Santa – the facts

Santa has 31 hours of Christmas to work with, thanks to the different time zones and the rotation of the earth. The Grey Hare Spies have been hunting to bring to you- Santa – the facts.  According to observations from the International Space Station and NORAD he travels east to west.  NORAD have a special SANTA tracking facility that is made ready for its once a year outing to ensure that SANTA is kept safe and should there be any mishaps then the right help can be provided quickly.

He makes 822.6 visits per second allowing him 1/1000th of a second to park, hop out of the sleigh, jump down the chimney, fill the stockings, distribute the remaining presents under the tree, eat whatever snacks have been left, get back up the chimney, get back into the sleigh and move on to the next house….. phew….. so the chances of children seeing him are very remote….

This means that Santa’s sleigh is moving at 650 miles per second, 3,000 times the speed of sound. This makes Rudolf a very special type of reindeer as a conventional reindeer can run at a maximum of about 15 miles per hour.

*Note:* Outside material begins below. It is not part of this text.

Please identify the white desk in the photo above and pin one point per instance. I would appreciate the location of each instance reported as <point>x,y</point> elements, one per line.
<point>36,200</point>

In addition to the facts researched by the Grey Hare Media team above there are a few other things you should know about the global Big Red Man… and all of these have come from

  1. In the United States and Canada, his name is Santa Claus.
  2. In China, he is called Shengdan Laoren.
  3. In England, his name is Father Christmas, where he has a longer coat and a longer beard.
  4. In Germany, children get presents from Christindl, the Christ Child.
  5. In France, he’s known as Pere Noel.
  6. Santa Claus, Saint Nicholas, Saint Nick, Father Christmas, Kris Kringle, Santy, or simply Santa is a figure with legendary, historical and folkloric origins who, in many Western cultures, is said to bring gifts to the homes of the good children on 24 December, the night before Christmas Day.
  7. The modern figure of Santa Claus is derived from the Dutch figure of Sinterklaas, whose name is a dialectal pronunciation of Saint Nicholas, the historical Greek bishop and gift-giver of Myra.
  8. During the Christianization of Germanic Europe, this figure may have absorbed elements of the god Odin, who was associated with the Germanic pagan midwinter event of Yule and led the Wild Hunt, a ghostly procession through the sky.
  9. Santa Claus is generally depicted as a portly, joyous, white-bearded man—sometimes with spectacles—wearing a red coat with white collar and cuffs, white-cuffed red trousers, and black leather belt and boots and who carries a bag full of gifts for children.
  10. Images of him rarely have a beard with no moustache.
  11. This image became popular in the United States and Canada in the 19th century due to the significant influence of the 1823 poem “A Visit From St. Nicholas” and of caricaturist and political cartoonist Thomas Nast.
  12. This image has been maintained and reinforced through song, radio, television, children’s books and films.
  13. Since the 20th century, in an idea popularized by the 1934 song “Santa Claus Is Coming to Town”, Santa Claus has been believed to make a list of children throughout the world, categorising them according to their behaviour (“naughty” or “nice”) and to deliver presents, including toys, and candy to all of the well-behaved children in the world, and sometimes coal to the naughty children, on the single night of Christmas Eve.
  14. He accomplishes this feat with the aid of the elves who make the toys in the workshop and the flying reindeer who pull his sleigh. He is commonly portrayed as living at the North Pole and saying “ho ho ho” often.
  15. The tradition of Santa Claus entering dwellings through the chimney is shared by many European seasonal gift-givers. In pre-Christian Norse tradition, Odin would often enter through chimneys and fire holes on the solstice.